Vitamin C, Lipid Peroxidation, and Oxidative Stress


Principal Investigator: Fred Stevens, Ph.D.

The research mission of the Stevens lab is to determine the role of phytochemicals and vitamins in preventing or treating cardiovascular and metabolic diseases. We develop analytical methods for targeted and untargeted metabolomics experiments to determine the biological effects of phytochemicals and vitamins in supplementation/deficiency studies using cell culture, animal models, and humans. Our lab has developed novel biomarkers to examine the role of oxidative stress and the protective effects of dietary supplements in human health and disease.

Vitamin C and oxidative stress

This research project aims to determine how vitamin C interacts with lipid peroxidation products and how vitamin C prevents cellular damage to proteins caused by oxidized lipids. We are interested in these interactions because lipid peroxidation contributes to the development and progression of chronic inflammatory and age-related diseases, such as atherosclerosis.
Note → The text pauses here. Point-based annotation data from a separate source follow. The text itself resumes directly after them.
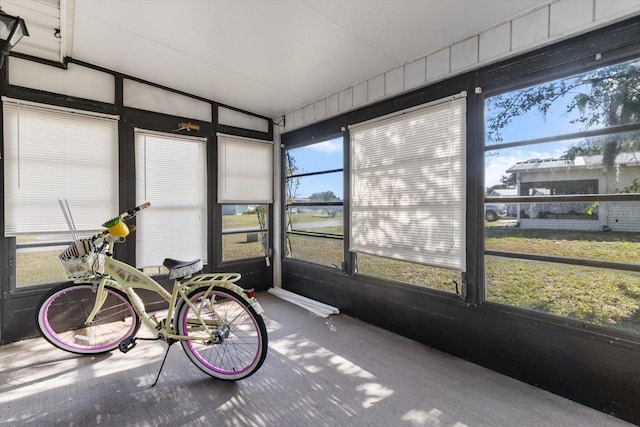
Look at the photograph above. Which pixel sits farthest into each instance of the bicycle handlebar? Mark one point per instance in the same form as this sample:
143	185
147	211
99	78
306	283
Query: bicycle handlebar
125	216
130	213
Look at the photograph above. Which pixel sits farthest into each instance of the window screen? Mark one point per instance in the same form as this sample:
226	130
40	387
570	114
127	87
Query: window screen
408	181
52	153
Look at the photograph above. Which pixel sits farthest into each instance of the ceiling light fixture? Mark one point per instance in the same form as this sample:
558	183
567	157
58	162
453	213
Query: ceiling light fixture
12	29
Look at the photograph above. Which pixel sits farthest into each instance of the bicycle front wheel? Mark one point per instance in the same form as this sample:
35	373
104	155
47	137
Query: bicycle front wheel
62	313
227	338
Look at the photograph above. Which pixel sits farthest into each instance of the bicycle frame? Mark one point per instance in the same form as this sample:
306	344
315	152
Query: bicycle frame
126	278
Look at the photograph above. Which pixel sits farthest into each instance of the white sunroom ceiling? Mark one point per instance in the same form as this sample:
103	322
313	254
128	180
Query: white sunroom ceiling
265	56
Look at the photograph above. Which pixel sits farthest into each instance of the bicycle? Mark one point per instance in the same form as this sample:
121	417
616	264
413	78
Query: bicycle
218	323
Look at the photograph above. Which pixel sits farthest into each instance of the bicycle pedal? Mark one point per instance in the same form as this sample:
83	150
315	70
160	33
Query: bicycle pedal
127	344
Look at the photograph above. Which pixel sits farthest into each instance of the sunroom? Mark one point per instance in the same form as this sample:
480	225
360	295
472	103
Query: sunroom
342	152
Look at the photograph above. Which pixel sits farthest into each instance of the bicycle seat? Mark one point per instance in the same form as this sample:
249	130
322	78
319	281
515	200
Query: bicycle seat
182	269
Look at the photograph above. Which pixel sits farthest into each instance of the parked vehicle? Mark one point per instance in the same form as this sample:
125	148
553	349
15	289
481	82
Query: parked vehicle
494	211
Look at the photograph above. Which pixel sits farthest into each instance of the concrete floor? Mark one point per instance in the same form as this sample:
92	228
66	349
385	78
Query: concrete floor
340	372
The tools that we use for our research include liquid chromatography coupled to mass spectrometry (LC-MS/MS) for analysis of lipid conjugates in complex biological matrices, synthesis of (labeled) lipids and their conjugates, cell culture for investigating the biological properties of oxidized lipids and their conjugates, and animal models for studying the in vivo formation, metabolism, and excretion of oxidized lipids. One of our main findings is that vitamin C, at physiologically relevant concentrations, prevents adduct formation of oxidized lipids with cellular proteins. The significance of this finding is that vitamin C may help maintain proper function of metabolizing and transporter proteins, thus mitigating the deleterious effects of oxidized lipids.

Structure elucidation and biological activity of phytochemicals

Our laboratory also has interests in the biological effects of phytochemicals. We have explored the chemistry and biology of prenylated flavonoids of the hop plant (Humulus lupulus) since 1995. We were the first to report that the principal prenylated flavonoid in hops, xanthohumol, exerts anti-inflammatory and cancer chemopreventive activities. Our current aim is to determine whether and how xanthohumol improves dysfunctional lipid and glucose metabolism in humans diagnosed with metabolic syndrome.

Another research project in our laboratory is focused on the chemistry and biology of phytochemicals from the oilseed crop, meadowfoam (Limnanthes alba). The Oregon oilseed industry produces a high-quality oil from meadowfoam seeds that is used in personal care products. Considered useless in the past, the seed waste may prove of value as a natural herbicide in organic farming. We have developed a fermentation procedure for enhancing the herbicidal activity of the seed waste by converting inactive seed-meal glucosinolates into degradation products with herbicidal activity.